Zach Braff torna con una regia ad alta gradazione hipster.
Ci sono un milione di motivi per volere bene a Zach Braff, non solo le ben otto stagioni di Scrubs, la sit-com perfetta, e non provate a dire il contrario. Primo tra tutti c’è il suo rapporto col pubblico, aperto, desideroso di abbracciare ogni singolo fan con la stessa passione con cui J.D. sognava di esser stretto tra le braccia del Dr. Cox, un sentimento ricambiato a tal punto da riempire la campagna di crowdfunding per il suo secondo film da regista: Wish I Was Here, una sottospecie di sequel a La mia vita a Garden State, entrambi con note autobiografiche (per così dire).
“Sequel” perché bene o male il protagonista, sempre interpretato da Braff stesso, è scritto basandosi sulla sua personalità, qualcosa che conosce bene tanto lui quanto il cosceneggiatore e fratello Adam J. Braff. La storia vuole il nostro eroe Aidan Bloom alle prese con un momento difficile della sua vita: il suo sogno di diventare un attore ha difficoltà ad avverarsi, tutta la famiglia si sostiene sui soli incassi di sua moglie (Kate Hudson) e proprio ora il padre Gabe annuncia di avere un cancro e che la terapia, costosissima, richiederà l’aiuto dell’unico figlio con cui ha un rapporto.

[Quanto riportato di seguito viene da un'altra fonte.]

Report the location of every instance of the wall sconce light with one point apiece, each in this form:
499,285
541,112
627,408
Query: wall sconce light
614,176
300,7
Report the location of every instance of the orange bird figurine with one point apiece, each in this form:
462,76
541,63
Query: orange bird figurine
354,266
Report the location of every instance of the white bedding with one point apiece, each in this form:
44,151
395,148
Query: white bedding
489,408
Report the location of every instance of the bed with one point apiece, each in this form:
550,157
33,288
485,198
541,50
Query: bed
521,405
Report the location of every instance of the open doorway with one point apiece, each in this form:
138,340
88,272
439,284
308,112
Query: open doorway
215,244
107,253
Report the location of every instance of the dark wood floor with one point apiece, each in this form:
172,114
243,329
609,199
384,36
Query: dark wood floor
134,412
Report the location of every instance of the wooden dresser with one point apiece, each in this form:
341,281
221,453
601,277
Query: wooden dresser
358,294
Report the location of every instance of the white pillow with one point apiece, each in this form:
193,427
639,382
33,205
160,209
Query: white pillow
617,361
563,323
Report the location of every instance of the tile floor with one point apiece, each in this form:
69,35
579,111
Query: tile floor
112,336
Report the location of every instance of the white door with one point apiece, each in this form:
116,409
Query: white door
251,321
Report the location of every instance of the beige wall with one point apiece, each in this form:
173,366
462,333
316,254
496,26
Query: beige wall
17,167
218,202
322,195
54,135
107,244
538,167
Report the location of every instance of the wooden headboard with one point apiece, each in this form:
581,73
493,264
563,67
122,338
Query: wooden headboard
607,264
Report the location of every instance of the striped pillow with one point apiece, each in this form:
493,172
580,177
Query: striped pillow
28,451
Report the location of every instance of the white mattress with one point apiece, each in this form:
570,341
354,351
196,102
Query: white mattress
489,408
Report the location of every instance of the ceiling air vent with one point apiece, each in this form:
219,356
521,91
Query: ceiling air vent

È anche questo un film sulle responsabilità: prendersi carico dei propri doveri di figlio trovando un modo per sopportare il padre rabbino in punto di morte, il dovere di fratello e far sì che il più giovane e scomparso Josh Gad ritorni al nido per restituire un sorriso a Gabe, il dovere di marito, il dovere di un padre che cerca di essere per i suoi figli ciò che il proprio non ha potuto essere. Un primo passo è tornare ai sogni di bambino, alla sensazione di unicità che si prova da ragazzi, alla voglia sfrenata di salvare il mondo.
Guardando Wish I Was Here vi crescerà lentamente la barba, occhiali in acetato spunteranno fuori dalle vostre orbite e la pelle produrrà una camicia a quadroni da falegnami trasformandovi in hipster di prima categoria. Braff bene o male lo è ed è il sogno di ogni hipster una commedia con tutti i propri attori preferiti (Donald Faison, Mandy Patinkin, Jim Parsons anche loro nel cast) e una colonna sonora composta da band e solisti barbuti – Radical Face, Bon Iver – che finiranno dritti dritti nelle playlist di chi non li conosceva o faranno scorrere lacrime sulle guance di chi ha l’orecchio abituato.

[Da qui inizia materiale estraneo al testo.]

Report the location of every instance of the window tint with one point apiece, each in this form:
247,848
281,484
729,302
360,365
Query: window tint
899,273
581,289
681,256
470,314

L’ultimo dei due è quanto cerca Braff: un ulteriore contatto con il pubblico, sempre più stretto. L’attore/regista ha diretto grazie ai soldi dei fan e a loro a restituito quanto cercavano, quella platea che da lui si aspetta un determinato sound, viaggi mentali e qualche frase d’impatto per darci di che riflettere e scrivere sulle nostre moleskine o in sovrimpressione sulle fotografie scattate al tramonto. E sapete cosa? Col pubblico funziona, sdolcinato, ma Braff ha talento sia in scrittura che in regia e riesce a rendersi simpatico con la sua ricerca per la verità perché recita la parte della persona normale.
Non ha una vita spettacolare Aidan Bloom, non vivrà il suo sogno fino in fondo, crollerà sempre con tutte le difficoltà della vita, ma le affronterà con un sorriso. Come non relazionarsi a un personaggio simile, contrario a tanti altri della scena hollywoodiana, la stessa che voleva impedirgli di assumere nel cast quei volti familiari presi da Scrubs e altre serie tanto amate come, appunto, The Big Bang Theory, il cui multimilionario Jim Parsons apparì in Garden State prima ancora che la fama lo investisse con assegni a più zeri di quanti l’occhio riesca a contare.
Wish I Was Here è un film estivo: mette di buon umore, scaccia il caldo e il cattivo umore. Fateci un pensiero.